In determining whether the which was restrictive or nonrestrictive, the court noted that “Strict grammarians prefer the use of the word ‘that’ as the defining, or restrictive relative pronoun, while reserving ‘which’ as the nondefining, or nonrestrictive relative pronoun.” But the court then cited authorities to the effect that many, or most, writers don’t observe this distinction, and it noted that the agreement at issue included instances of which used in place of that as a restrictive relative pronoun.
The court went on to acknowledged that “Ordinarily, a comma setting off a modifying clause indicates that the modifier is nonrestrictive,” so “a comma preceding ‘which’ in clause C would tend to suggest that ‘which’ is being used as a nonrestrictive pronoun and that clause C does not limit or define clause B.”
Nevertheless, the court denied the plaintiffs’ motion, on the grounds that TRP was likely to succeed on the merits of its position. The court noted that under New York principles of contract interpretation, “strict rules of grammar do not have the last word, when a grammatical construction of a contract is inconsistent with the parties’ intent.” The court concluded that the plaintiffs’ reading of the contract language at issue “clashes with other contextual clues of the parties’ intent.”

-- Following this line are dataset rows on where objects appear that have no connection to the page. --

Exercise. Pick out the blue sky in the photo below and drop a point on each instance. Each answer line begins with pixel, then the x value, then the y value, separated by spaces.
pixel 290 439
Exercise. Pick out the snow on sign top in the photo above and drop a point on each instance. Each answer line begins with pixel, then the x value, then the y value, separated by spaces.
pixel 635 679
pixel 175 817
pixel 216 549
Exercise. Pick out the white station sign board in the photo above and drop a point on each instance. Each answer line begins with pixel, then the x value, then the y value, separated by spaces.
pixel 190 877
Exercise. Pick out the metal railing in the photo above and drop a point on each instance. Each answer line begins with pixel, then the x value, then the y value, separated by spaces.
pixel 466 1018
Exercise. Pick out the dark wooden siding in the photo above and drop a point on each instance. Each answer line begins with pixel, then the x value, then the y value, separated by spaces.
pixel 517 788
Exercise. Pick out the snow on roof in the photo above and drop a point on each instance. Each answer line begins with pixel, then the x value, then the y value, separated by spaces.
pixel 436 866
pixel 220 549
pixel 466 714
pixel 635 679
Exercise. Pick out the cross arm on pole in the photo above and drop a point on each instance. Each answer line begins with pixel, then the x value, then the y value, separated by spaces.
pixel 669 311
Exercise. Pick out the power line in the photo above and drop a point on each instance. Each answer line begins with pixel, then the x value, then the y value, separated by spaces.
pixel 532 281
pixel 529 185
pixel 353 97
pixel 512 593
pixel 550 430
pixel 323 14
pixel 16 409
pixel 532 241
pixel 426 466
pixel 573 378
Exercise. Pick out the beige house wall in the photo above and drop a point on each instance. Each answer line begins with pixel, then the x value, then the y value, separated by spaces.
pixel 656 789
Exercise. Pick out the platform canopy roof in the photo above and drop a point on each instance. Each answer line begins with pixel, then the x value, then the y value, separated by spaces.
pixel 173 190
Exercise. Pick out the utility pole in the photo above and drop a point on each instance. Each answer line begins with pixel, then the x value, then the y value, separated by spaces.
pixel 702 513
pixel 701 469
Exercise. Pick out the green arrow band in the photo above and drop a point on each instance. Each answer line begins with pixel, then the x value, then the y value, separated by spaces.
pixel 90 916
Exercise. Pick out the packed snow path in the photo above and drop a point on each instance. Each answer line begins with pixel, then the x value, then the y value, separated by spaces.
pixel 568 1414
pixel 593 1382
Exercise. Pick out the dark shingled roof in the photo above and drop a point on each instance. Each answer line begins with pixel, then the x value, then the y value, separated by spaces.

So what is the careful drafter to draw from this case? I’m not going to get bogged down trying to figure out who had the better of this particular argument. All that interests me is that although according to authorities on usage the which at issue in this case would seem nonrestrictive, the court read it as being restrictive. That leads me to recommend the following: Don’t use nonrestrictive clauses, and use that and not which (with or without a comma) in your restrictive clauses.
I have two reasons for recommending that you not use nonrestrictive clauses: First, widespread uncertainty regarding the distinction between restrictive and nonrestrictive clauses means that any nonrestrictive clause risks being construed as a restrictive clause, as happened in AIU Insurance. (By contrast, it would seem less likely that a restrictive clause would be construed as being a nonrestrictive clause.)
But more importantly, a nonrestrictive clause “typically gives supplemental, nonessential information.” (Garner’s Modern American Usage.) Contract prose is not a suitable place for nonessential asides—you should either tackle an issue head-on or omit it entirely.
My recommendation that you use that rather than which in restrictive clauses is prompted by the fact that if you were to use which, all that would distinguish a restrictive clause from a nonrestrictive clause is presence or absence of a comma. That’s asking for trouble.
If often find myself recommending an end run around a source of confusion as an alternative to sticking with it and hoping that a court holds your way. My recommending that you avoid nonrestrictive clauses is another example of this.